>>> Mesures agri-environnementales en faveur des tourbières

« Armor nature »

 
Le Département passe convention avec les agriculteurs

Espaces naturels n°11 - juillet 2005

Le Dossier

Olivier Le Bihan
Conseil général des Côtes-d’Armor

 

Le Conseil général des Côtes-d’Armor a mis en place un dispositif de conventionnement destiné à maintenir dans un bon état de conservation les prairies et les landes humides ou tourbeuses. En échange du respect des pratiques de fauche et de pâturage, le Département rétribue les exploitants et les gestionnaires contractants.

Le sud-ouest du département des Côtes d’Armor possède un réseau dense de vallées humides. Ces ensembles constituent une vaste mosaïque de landes et de prairies tourbeuses qui offrent une importante diversité de milieux. Or, après avoir recensé ces espaces, le Département met en évidence qu’ils sont en danger. En effet, fortement imbriqués avec les parcelles agricoles en culture ou en prairie temporaire, ces milieux sont progressivement abandonnés. Ils présentent des contraintes d’exploitation majeures (hydromorphie, obstacles au sein des parcelles, éloignement vis-à-vis du siège d’exploitation…) entraînant l’arrêt des pratiques de gestion par fauche et pâturage. Cette évolution constitue une menace sérieuse pour leur conservation.
Cherchant à réagir, le Conseil général met alors en place en 2001 un dispositif de conventionnement avec les exploitants et les agriculteurs : « Armor nature ».
Une démarche territoriale
L’ensemble des exploitants possédant des parcelles remarquables dans le périmètre établi1 est alors contacté. Ils peuvent signer pour cinq ans une convention avec le Département. Cette convention les engage sur des modalités d’entretien, par fauche ou pâturage, définies par un cahier des charges. En échange, le Conseil général leur verse une indemnité compensatoire. Trois contrats, compatibles avec ceux rédigés dans le cadre des Contrats d’agriculture durable (CAD), sont déclinés en fonction de la nature des espaces gérés (prairies mésophiles naturelles, prairies oligotrophes à jonc acutiflore et landes tourbeuses à sphaignes et narthécie). Ces aides qui tiennent compte du niveau de contrainte de gestion rencontrée par les exploitants, sont comprises entre 49 et 168 euros/ha/an.
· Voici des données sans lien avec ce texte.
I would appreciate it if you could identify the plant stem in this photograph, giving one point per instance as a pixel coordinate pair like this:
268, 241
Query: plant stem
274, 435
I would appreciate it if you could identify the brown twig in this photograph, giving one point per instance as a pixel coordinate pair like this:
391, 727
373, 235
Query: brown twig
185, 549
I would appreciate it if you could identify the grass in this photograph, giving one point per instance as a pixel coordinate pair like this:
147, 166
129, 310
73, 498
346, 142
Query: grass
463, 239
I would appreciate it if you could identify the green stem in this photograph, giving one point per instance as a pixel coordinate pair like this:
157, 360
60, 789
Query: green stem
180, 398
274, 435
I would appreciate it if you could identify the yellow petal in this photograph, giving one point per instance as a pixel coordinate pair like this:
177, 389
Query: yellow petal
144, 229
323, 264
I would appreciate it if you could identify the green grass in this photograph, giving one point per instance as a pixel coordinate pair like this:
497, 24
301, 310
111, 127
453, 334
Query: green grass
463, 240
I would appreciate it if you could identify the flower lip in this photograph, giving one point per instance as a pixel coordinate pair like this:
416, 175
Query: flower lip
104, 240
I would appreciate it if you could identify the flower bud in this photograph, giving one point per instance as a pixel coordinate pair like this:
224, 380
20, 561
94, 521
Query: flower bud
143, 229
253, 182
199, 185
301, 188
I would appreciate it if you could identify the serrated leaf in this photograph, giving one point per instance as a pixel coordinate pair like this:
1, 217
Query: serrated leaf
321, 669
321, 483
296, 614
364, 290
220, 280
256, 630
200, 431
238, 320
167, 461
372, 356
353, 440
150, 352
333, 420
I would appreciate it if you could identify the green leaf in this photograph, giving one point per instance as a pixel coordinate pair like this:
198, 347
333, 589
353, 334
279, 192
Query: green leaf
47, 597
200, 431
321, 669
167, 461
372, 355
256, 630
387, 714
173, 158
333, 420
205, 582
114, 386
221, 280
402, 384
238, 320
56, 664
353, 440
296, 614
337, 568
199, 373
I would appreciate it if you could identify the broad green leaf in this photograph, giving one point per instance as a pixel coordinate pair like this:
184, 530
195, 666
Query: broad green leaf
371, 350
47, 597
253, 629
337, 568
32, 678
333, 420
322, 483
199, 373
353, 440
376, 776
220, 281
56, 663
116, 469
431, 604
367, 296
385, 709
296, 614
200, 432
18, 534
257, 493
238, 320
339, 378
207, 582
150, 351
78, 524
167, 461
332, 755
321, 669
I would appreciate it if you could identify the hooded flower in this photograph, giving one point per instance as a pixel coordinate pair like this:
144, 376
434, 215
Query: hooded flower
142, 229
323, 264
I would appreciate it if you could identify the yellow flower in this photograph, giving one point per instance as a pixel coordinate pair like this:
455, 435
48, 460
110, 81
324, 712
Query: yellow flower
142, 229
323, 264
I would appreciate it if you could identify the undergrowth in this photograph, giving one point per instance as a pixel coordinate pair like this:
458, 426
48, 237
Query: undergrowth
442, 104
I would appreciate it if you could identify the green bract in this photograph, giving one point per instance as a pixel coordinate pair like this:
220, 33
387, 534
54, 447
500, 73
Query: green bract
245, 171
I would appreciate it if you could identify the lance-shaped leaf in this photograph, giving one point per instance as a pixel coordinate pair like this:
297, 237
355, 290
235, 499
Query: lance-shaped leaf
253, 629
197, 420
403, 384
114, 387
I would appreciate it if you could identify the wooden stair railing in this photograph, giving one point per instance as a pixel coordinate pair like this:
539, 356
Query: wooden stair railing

Elles se justifient, entre autres, par le fait que la pression de pâturage sur les landes tourbeuses doit être faible sous peine de dégrader ces habitats fragiles. à titre de comparaison, la pression de pâturage annuelle est comprise entre 0,8 et 1,2 UGB/ha/an2 pour les prairies mésophiles, entre 0,6 et 1 pour les prairies humides ou tourbeuses et inférieure à 0,6 pour les landes tourbeuses.
Préalablement, une étude de pré-contractualisation comprenant une cartographie détaillée des habitats et de l’état de conservation du site ainsi qu’une évaluation des surfaces est effectuée.
Une fois le contrat signé, l’agriculteur n’est pas livré à lui-même. Le Département a mis en place un relais local. Cet organisme assure la mission de conseil technique, de suivi et de contrôle annuel. Il doit remettre chaque année au Département un rapport comprenant une cartographie détaillée des parcelles gérées, des modes de gestion pratiqués et des contraintes rencontrées. Le tout dans une relation de confiance mutuelle, dont il faut souligner qu’elle constitue la base de la réussite de cette convention. L’objectif consiste en effet, à dépasser l’unique fonction de contrôle pour élaborer un réel partenariat avec les exploitants gestionnaires.
À tout moment, l’exploitant peut résilier le contrat « Armor nature » et s’engager dans une démarche Contrat d’agriculture durable à l’échelle de son exploitation.
Enfin, pour évaluer l’impact des mesures, ces actions de gestion donnent lieu à des suivis scientifiques annuels (botaniques et entomologiques). Ainsi, depuis 2003, une étude portant sur l’impact des
différents modes de gestion sur les peuplements entomologiques des landes, des prairies et de mégaphorbiaies est lancée. Depuis 2001, dix sites sont conventionnés sur une superficie de 265 ha. Le potentiel de contractualisation s’élève à 1 500 ha de milieux à fort intérêt patrimonial. Et, si cet outil de gestion constitue une garantie de maintien de bonnes pratiques sur les milieux tourbeux ouverts, il permet également d’associer le monde agricole et environnemental sur le thème de la conservation des espaces naturels.

1. Le territoire de contractualisation est défini par rapport à une notion de site naturel à enjeux patrimoniaux forts.

2. L’UGB (Unité gros bétail) définit le chargement.